Et là, je vous dirais que, on est… c’est très bien là. Actuellement, il y a des dossiers de 2018 qui ont déjà… dont les rapports ont déjà été envoyés au DPCP. Le DPCP me semble avoir fait un effort majeur aussi parce que, dans plusieurs dossiers, deux ou trois mois après qu’on leur ait envoyé le dossier, ils ont rendu leur décision. Alors les délais… diminuent beaucoup.

Et, oui, nous on est préoccupés par les délais, on s’est même fait récemment ce qu’on a appelé un test-case au bureau, à savoir, bon, le dossier arrive tel jour, ça va nous prendre combien de temps pour nous rendre… pour nous rendre au bout de l’enquête, être capable de donner le dossier au DPCP. Puis on s’est donné un délai maximal de six mois.[6]

Mme Giauque a de plus plaidé que le BEI dépend d’autres organismes :

Ça peut sembler long, mais vous devez comprendre qu’au niveau des expertises, on n’a pas nécessairement l’expertise dans la semaine qui suit.

Souvent, c’est beaucoup plus long, les expertises balistiques, le laboratoire nous envoie les rapports plus tard et tout ça, alors nous, il faut qu’on attende d’avoir l’ensemble du dossier pour pouvoir l’envoyer au DPCP; parce que c’est des éléments qui sont importants.

Alors, les rapports d’autopsie, les rapports… il y a plein de choses là, qu’on attend à ce niveau-là.[7]

Chose certaine, le rôle du DPCP apparaît négligeable au chapitre des délais. En effet, dans son rapport sur ses trois premières années d’opération, le BEI révélait qu’en date du 8 juillet 2019, le DPCP avait demandé seulement trois compléments d’enquêtes[8]. Lorsque le BEI doit fournir un complément d’enquête au DPCP, cela a naturellement pour effet de rendre le processus plus long. Un nombre élevé de compléments d’enquête aurait pu expliquer, du moins en partie, la longueur des délais pour clore les dossiers d’enquête indépendante. Ce n’est pas le cas ici.

Si Mme Giauque s’est dites d’avis « qu’un délai de six mois est correct[9] » lors de son témoignage à la CERP, le BEI semblait toutefois avoir changé son fusil d’épaule six mois plus tard. En effet, la « Déclaration de services aux citoyens du BEI », publiée le 11 mars 2019, ne parle plus d’un délai de six mois :

Le BEI s’engage à transmettre au moins 70% de ses rapports au DPCP dans un délai de neuf mois suivant le déclenchement d’une enquête indépendante. Compte tenu de leurs particularités et de leur complexité, certaines enquêtes exigent des délais plus importants.
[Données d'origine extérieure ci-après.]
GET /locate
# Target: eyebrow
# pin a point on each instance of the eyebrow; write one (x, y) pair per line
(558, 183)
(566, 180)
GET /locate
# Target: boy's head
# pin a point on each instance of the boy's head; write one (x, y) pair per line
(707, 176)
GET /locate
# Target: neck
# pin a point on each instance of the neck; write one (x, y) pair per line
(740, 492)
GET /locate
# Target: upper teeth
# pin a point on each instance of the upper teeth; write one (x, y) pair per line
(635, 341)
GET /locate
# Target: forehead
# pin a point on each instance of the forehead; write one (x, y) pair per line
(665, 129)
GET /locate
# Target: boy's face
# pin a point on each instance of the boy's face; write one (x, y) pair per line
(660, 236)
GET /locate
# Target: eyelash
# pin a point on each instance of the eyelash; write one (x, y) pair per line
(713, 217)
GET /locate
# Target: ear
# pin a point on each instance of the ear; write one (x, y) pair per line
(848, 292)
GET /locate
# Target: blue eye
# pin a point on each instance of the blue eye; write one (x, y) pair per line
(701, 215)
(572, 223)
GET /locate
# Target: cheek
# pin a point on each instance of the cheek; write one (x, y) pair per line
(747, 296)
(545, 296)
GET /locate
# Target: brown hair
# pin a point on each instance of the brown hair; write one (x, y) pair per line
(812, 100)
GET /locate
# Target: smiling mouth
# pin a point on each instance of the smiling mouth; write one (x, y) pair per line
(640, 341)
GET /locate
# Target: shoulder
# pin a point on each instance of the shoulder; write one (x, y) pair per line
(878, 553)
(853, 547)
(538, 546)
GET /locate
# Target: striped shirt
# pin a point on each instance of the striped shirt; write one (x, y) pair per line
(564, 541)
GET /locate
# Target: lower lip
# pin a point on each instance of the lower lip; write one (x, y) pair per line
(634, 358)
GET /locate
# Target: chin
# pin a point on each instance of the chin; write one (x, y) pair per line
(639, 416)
La Presse rapportait cependant en juin 2019 que les délais de traitement des dossiers font grincer des dents dans certains corps policiers. « Des enquêtes indépendantes dans des dossiers simples, ça peut prendre jusqu’à deux ans[10] », se plaint un policier sous le couvert de l’anonymat.

Puis, en août 2019, le même quotidien rapportait que la Fraternité des policiers et policières de Montréal (FPPM), l’Association des policières et policiers provinciaux du Québec (APPQ) et la Fédération des policiers et policières municipaux du Québec (FPMQ) dénonçaient à l’unisson la longueur « inacceptable » des enquêtes du BEI[11].

« C’est inadmissible de laisser aussi longtemps pendre une épée de Damoclès au-dessus de la tête d’un policier », s’insurge Yves Francoeur de la FPPM, en soulignant que de nombreuses enquêtes présentement effectuées par le BEI portent, selon lui, sur « des cas flagrants et faciles ».

« Le BEI existe seulement depuis trois ans. Il faut lui donner du temps afin qu’il atteigne sa vitesse de croisière », a réagi Jean-François Del Torchio, directeur des communications de la ministre de la Sécurité publique, Geneviève Guilbault.

Une réponse loin de satisfaire les trois groupes de pression policiers, lesquels réclament que le gouvernement du Québec impose une limite de temps à la durée des enquêtes du BEI. L’APPQ se disait prête à accepter un délai maximal de six mois, tandis que la FPPM a exigé que les enquêtes ne dépassent pas 120 jours, en s’inspirant de l’Ontario.

En effet, l’article 35 de la Loi de 2019 sur l’Unité des enquêtes spéciales prévoit que l’UES doit s’efforcer de terminer son enquête au plus tard 120 jours après son déclenchement. « Si les Ontariens sont capables de le faire, pourquoi ne le serions-nous pas aussi ? », de commenter François Lemay, le nouveau président de la FPMQ.

Ce que le dit le lobby policier ne dit toutefois pas, c’est que la loi ontarienne – qui n’avait pas encore été promulguée au moment de la parution de l’article de La Presse – mentionne aussi que le directeur de l’Unité des enquêtes spéciales (UES), l’équivalent du BEI en Ontario, doit faire une déclaration publique à tous les 30 jours lorsque le délai de 120 jours est expiré, sauf dans les cas où « cela risquerait de compromettre l’intégrité de l’enquête ».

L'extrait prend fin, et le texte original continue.